On Behalf of | Jul 28, 2023 | Commercial Seamen |

If you’ve been researching your rights to compensation for a work-related injury or illness under the Jones Act, you’ve likely come across the term “vessel in navigation.” It’s important to understand how this term is defined. To be considered a “seaman” under this law and therefore eligible for compensation, a person must spend a minimum of 30% of their working hours on a vessel in navigation.

Determining whether a worker qualifies for compensation under the Jones Act as opposed to the Longshore and Harbor Workers’ Compensation Act (LHWCA) or other maritime law or whether they need to seek compensation via a personal injury suit isn’t always a clear-cut matter. Some cases have made it up to the state supreme court level to be decided. 

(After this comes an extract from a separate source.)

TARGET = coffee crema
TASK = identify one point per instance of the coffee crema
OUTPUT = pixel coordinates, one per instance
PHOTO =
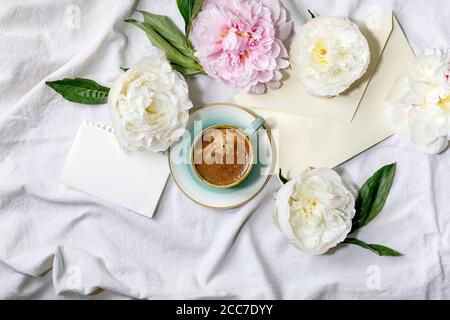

What factors are considered?

Questions often arise about a vessel’s “in navigation” status when injuries are suffered while it’s being built, repaired or overhauled. Generally, it’s a matter of whether the vessel was fit to operate at the time of the injury. 

A vessel undergoing minor repairs would likely be considered more capable of operating (even though it wasn’t) than one still in the process of being built or undergoing a massive overhaul. However, even a vessel that was taken to a shipyard or dry dock for repair could be considered “in navigation” if was still fit to sail. Courts asked to consider the question look at things like the cost, duration and type of work being done, whether or not the vessel was placed out of service and who was in charge of it at the time.

Often, those who are doing repairs or other work on a ship that is not considered “in navigation” under the law are eligible for compensation for injuries or illness under the LHWCA. If you or a loved one has suffered injuries or illness while working on a vessel, having experienced legal guidance can help you navigate these often-confusing waters to get the compensation to which you’re entitled.